Alan McIntyre Smith, Filmmaking
Some of my favorite photographers worked for the WPA (Works Progress Administration, which featured a federal government-instituted cultural program that employed photographers to document the lives of the underclass, among others) during the Great Depression, like Dorothea Lange’s humanist portrayals of refugee camps and Walker Evans’s weathered landscapes. Edward Steichen was a towering figure at the turn-of-the-20th-century’s Pictorialist photo movement who helped change the public’s perception of photography as an art form rather than a mechanical process.
Valerie Ramshur, Theater
I take pictures everywhere of everything–the toy tossed in a garbage can, the odd mix of humanity in a public space, window displays, and the fish on ice at the supermarket, ornamentation on sides of buildings. There is an endless amount of inspiration in the ordinary; it is how we train our eyes to see and acknowledge it all, how we look deeper, and open ourselves to the countless ways in which to process all the stimuli coming in.
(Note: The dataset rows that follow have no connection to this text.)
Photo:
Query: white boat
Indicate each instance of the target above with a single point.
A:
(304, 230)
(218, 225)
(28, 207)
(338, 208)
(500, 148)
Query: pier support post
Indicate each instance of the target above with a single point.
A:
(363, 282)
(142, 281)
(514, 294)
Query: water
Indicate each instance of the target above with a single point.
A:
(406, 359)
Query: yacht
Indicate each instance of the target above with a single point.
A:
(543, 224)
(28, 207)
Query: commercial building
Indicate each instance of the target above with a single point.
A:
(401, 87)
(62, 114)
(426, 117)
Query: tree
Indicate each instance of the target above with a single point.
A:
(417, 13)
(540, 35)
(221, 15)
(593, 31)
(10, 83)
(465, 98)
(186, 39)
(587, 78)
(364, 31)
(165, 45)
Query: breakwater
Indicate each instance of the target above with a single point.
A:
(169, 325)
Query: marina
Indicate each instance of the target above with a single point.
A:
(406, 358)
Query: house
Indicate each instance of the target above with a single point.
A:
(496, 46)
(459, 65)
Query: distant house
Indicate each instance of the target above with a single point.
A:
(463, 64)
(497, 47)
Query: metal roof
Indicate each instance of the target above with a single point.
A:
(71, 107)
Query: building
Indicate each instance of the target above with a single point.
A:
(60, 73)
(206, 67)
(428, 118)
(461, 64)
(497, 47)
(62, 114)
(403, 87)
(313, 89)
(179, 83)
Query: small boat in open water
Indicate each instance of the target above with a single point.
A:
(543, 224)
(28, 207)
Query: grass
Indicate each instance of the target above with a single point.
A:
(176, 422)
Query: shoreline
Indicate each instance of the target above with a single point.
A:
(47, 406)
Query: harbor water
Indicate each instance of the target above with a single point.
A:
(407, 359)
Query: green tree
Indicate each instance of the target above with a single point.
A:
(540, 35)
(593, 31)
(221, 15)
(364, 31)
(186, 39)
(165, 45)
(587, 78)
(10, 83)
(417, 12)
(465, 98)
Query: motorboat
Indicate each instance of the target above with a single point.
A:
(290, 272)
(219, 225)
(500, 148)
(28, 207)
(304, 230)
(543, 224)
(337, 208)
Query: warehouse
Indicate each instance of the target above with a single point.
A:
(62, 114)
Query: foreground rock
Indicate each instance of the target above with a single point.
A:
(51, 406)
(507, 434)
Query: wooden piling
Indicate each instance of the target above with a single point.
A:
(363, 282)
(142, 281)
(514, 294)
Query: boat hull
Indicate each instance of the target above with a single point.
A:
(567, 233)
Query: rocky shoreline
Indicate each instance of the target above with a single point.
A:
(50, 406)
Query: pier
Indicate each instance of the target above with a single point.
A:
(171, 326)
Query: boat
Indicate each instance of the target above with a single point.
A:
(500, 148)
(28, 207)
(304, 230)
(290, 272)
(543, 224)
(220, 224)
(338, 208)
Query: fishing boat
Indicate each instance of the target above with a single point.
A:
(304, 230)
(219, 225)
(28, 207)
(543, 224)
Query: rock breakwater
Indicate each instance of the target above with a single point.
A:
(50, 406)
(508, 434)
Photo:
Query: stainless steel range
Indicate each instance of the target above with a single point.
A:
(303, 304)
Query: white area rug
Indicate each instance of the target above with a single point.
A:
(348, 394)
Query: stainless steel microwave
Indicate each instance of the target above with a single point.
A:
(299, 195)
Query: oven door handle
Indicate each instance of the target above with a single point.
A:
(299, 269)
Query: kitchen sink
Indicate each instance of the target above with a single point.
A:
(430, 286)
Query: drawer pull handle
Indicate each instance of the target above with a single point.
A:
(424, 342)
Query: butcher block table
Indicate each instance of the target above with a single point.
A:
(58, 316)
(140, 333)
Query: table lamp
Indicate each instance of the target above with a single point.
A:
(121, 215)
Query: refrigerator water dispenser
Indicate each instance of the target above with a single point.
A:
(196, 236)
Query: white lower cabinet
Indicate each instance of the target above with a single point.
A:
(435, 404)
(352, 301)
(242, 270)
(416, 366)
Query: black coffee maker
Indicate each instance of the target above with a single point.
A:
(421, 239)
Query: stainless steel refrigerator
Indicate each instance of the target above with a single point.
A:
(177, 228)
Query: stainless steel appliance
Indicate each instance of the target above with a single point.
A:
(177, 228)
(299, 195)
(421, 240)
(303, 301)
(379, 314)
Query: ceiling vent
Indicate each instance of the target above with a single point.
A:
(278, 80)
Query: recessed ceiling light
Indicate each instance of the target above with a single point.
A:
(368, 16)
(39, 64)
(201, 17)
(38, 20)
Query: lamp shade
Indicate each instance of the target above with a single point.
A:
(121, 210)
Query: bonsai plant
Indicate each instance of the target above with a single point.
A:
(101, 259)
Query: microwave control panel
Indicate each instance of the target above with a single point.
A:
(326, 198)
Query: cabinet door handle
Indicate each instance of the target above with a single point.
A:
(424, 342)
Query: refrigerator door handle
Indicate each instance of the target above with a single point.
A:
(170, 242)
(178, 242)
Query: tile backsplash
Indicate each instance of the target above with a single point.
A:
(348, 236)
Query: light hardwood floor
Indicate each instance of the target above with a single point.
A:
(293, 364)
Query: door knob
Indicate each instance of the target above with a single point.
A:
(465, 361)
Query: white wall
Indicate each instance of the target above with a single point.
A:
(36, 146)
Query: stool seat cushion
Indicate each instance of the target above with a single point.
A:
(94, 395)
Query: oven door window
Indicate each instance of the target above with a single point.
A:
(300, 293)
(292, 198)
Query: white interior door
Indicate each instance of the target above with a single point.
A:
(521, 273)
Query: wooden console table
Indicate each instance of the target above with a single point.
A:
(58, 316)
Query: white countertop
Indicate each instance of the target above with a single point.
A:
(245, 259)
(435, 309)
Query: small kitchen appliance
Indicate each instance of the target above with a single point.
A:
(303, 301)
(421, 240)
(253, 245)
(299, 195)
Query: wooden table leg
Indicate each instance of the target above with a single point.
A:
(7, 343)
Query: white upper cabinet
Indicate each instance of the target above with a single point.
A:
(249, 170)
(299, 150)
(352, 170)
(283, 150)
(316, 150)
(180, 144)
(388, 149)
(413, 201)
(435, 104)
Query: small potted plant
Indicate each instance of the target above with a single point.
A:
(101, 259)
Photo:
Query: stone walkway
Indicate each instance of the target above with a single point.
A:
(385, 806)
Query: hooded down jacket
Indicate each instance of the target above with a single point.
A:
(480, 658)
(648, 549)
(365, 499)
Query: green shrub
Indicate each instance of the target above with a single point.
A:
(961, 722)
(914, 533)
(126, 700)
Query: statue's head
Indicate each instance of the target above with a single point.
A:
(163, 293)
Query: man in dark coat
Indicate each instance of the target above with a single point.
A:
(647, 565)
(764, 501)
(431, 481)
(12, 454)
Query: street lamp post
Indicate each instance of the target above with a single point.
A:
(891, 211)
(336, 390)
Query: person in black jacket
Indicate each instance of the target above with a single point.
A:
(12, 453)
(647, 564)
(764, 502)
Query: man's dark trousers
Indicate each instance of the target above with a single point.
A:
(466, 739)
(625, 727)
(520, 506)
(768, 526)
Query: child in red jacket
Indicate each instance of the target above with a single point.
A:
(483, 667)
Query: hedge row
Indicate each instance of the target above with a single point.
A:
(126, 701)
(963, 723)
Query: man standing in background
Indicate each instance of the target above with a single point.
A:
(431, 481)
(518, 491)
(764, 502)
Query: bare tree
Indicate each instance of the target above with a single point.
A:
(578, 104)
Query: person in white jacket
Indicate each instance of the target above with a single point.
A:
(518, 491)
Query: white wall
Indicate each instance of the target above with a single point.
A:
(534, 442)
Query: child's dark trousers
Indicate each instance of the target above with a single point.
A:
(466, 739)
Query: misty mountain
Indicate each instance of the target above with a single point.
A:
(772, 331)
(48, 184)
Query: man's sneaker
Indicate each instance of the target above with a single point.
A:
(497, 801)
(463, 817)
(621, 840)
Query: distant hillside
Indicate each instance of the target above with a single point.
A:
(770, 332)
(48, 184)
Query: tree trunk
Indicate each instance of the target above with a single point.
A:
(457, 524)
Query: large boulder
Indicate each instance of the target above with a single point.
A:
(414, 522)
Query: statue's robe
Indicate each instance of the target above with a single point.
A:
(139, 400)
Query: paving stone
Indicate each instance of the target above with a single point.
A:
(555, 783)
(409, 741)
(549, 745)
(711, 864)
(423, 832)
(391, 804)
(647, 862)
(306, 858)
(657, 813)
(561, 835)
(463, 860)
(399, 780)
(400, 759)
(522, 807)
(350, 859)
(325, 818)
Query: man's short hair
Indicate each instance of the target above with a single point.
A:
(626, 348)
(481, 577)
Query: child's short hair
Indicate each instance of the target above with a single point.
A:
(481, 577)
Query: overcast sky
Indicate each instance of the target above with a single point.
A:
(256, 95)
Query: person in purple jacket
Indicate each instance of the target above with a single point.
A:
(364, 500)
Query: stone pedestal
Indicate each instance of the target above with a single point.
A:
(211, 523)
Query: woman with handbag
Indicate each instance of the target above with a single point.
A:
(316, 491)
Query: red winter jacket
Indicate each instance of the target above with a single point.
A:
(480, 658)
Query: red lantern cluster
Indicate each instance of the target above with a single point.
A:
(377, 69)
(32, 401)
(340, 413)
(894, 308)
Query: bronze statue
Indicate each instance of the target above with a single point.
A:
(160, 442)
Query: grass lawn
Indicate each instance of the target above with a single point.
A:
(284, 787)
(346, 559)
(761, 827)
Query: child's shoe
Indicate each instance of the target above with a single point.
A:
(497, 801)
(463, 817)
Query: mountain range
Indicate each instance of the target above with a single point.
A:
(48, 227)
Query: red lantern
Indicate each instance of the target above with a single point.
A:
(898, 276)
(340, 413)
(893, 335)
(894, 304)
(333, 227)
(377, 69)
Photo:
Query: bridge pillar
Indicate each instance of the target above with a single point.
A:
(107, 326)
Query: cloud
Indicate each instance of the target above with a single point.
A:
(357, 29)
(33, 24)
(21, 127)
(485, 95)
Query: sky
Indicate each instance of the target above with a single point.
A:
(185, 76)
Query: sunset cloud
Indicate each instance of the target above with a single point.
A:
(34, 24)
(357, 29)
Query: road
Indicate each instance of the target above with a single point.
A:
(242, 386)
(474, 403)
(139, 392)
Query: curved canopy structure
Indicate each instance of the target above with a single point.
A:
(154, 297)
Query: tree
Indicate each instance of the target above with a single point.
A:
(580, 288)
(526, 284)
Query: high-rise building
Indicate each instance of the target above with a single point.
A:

Didier William, Art & Design
My mom is a chef. She has a Haitian restaurant in Miramar, Florida, so I grew up surrounded by delicious Haitian food and Haitian cooking (which, if you know anything about it, is really spicy and colorful and flavorful with rich ingredients. Haitian food comprises an incredibly layered palette), and I often like to say that the way that I think about painting and art is very much the way that my mom thinks about cooking and food…. My associations and relationships to color in the print shop have always been analogous to food. There’s a beautiful synchronicity for me that exist between the alchemy of printmaking and the alchemy of cooking.
Steven Kemper, Music
Learning how to “do it yourself” is empowering. Designing circuits, programming, building, and soldering are skills anyone can pick up. Understanding how to hack and build reveals how technology works at a deep level. This knowledge is useful for both practical purposes (building and fixing things) as well as looking critically at the role of technology in society.